Succession Law in Shia
Shia Law separates heirs into two groups: those who are related by blood (consanguinity) and those who are related by marriage (affinity). Nasab refers to heirs by consanguinity, while Sabab refers to heirs by affinity.
A further classification is made into three categories based on blood ties:
Parents, children, and other lineal descendants are classified as (Class 1).
Grandparents, brothers and sisters, and their descendants are in (Class 2).
Uncles and aunts (both paternal and maternal) and their offspring (Class 3).
There is no distinction between male and female heirs in these three groups, except a male heir will have twice as much as a female heir. In contrast, the Sunni law of inheritance excludes daughters.
There is no preference in Shia Law for the third class of legal heirs because of paternal or maternal ties to the deceased. They shall share in the inheritance regardless of their gender or origin of relationship to the deceased as long as they are at the same degree of relationship.
The partner is never left out of the succession; he or she inherits with the blood relatives closest to them.

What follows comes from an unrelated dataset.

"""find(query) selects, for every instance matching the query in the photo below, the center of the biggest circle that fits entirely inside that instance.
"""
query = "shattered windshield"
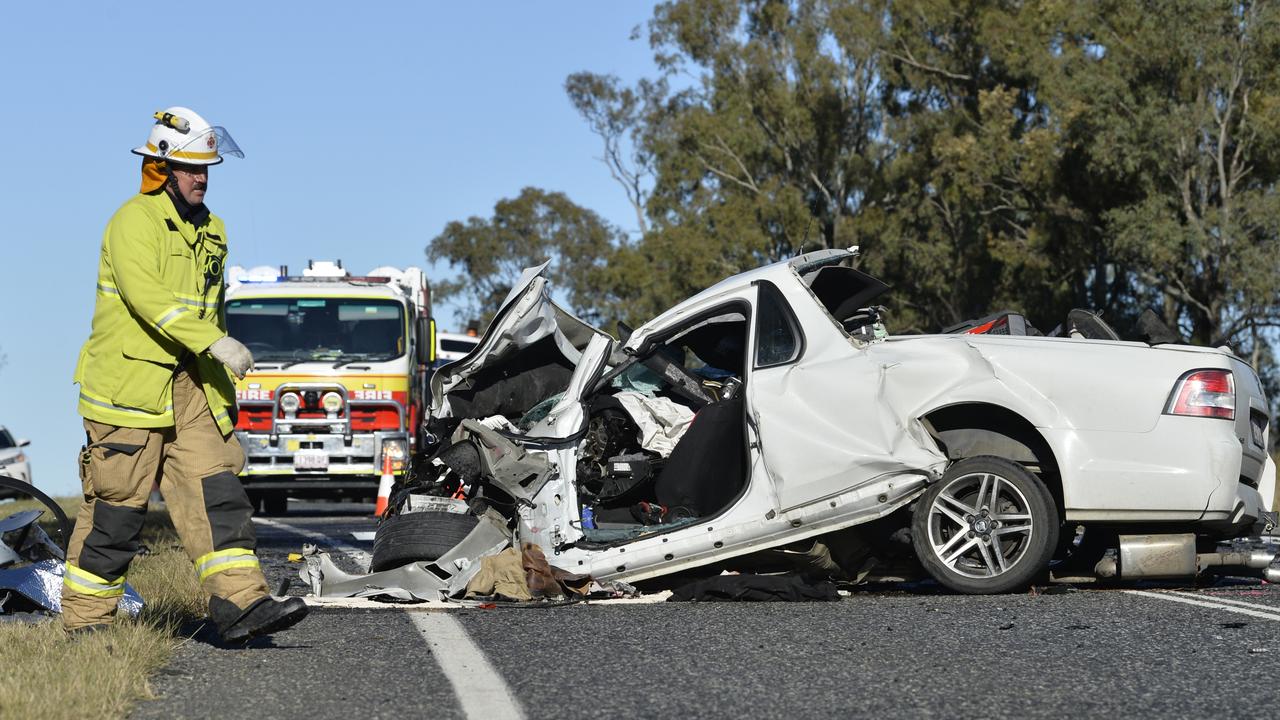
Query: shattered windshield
(301, 329)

Muhammad Muin-Ud-Din And Anr. vs Musammat Jamal Fatima
The Court held in Muhammad Muin-Ud-Din And Anr. vs Musammat Jamal Fatima, 1870, that when a Muslim owner dies, the heir, not the estate, becomes responsible for the debts. It is the heirs themselves who are answerable, and that to the extent of any asset which they may have received, Hobhouse, J. observed. This means that the successors will inherit both the estate and the debt. They may also be ordered by the court to pay the amount to safeguard the creditor’s rights.

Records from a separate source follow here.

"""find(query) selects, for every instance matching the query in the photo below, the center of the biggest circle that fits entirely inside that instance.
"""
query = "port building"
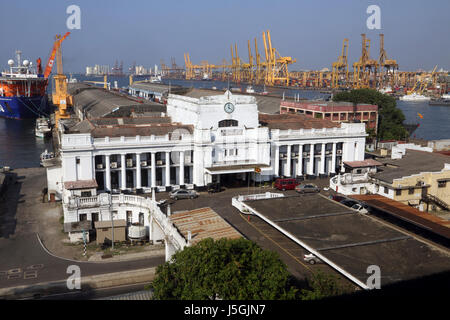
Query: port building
(203, 136)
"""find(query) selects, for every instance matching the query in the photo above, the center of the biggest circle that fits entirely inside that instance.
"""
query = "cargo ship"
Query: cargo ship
(23, 90)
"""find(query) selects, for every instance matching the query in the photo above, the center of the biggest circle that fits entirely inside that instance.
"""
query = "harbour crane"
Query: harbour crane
(60, 97)
(339, 75)
(387, 66)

Syed Shah Muhammad Kazim and vs. Syed Abi Saghir and others
The heir has to satisfy all debts before taking any share of the assets to his use, the Court stated. Even if the heir is successful in selling the property to a third party, the creditor to whom he owes the loan will have a superior claim to the estate than the person who would have purchased it in good faith.
Rukmani bai V. Bismilla Bia
It was decided that if a person dies with only a single daughter and no residuary, the daughter is entitled to both her portion and the residuary share of the deceased’s property.
Abdul Matin vs Abdul Azeez Gau, AIR 1990
It was held that where one of the two sisters who had inherited their father’s property died leaving only a son and the other died later leaving only her husband, 1/2 of the latter’s property was allotted to her husband and the other 1/2 to her sister’s son as uterine heirs.
Law of Succession in Islamic Law has become wide with time. Now women too have rights in their ancestor’s property. Although an illegitimate child can only inherit from his mother’s property and have no right in father’s property.
In India, the succession act for Muslims is made up of several separate laws. People are treated differently depending on whatever sect they belong to. The distinctions between Sunni and Shia inheritance rules have been discussed in this article. Furthermore, the fact that the general principles of Muslim law apply equally to the entire community is crucial. The laws are not written, but they are the consequence of centuries of norms and practices in the Islamic community around the world. Both testate and intestate successions are unique and follow independent inheritance devolution processes.
Is the Indian Succession Act applicable to Muslims?
The Indian Succession Act exclusively applies to Indians. The Muslims are bound by the Indian Succession Act, 1925 in circumstances where the subject matter of property is an immovable property located in the states of West Bengal, Chennai, and Bombay. Only for testamentary succession is this exception made.
Who was the first Caliphates after Mohammed?
1/3 of the estate of the deceased is left for non-blood relatives.
Do illegitimate children have a legal claim to their father’s property?
No, illegitimate children can only inherit from their mother’s property.
Who should become Mohammed’s successor, according to the Shia minority?
Muhammad’s followers argued that Muhammad had named Ali ibn Abi Talib, his cousin, and son-in-law, as the successor at Ghadir Khumm.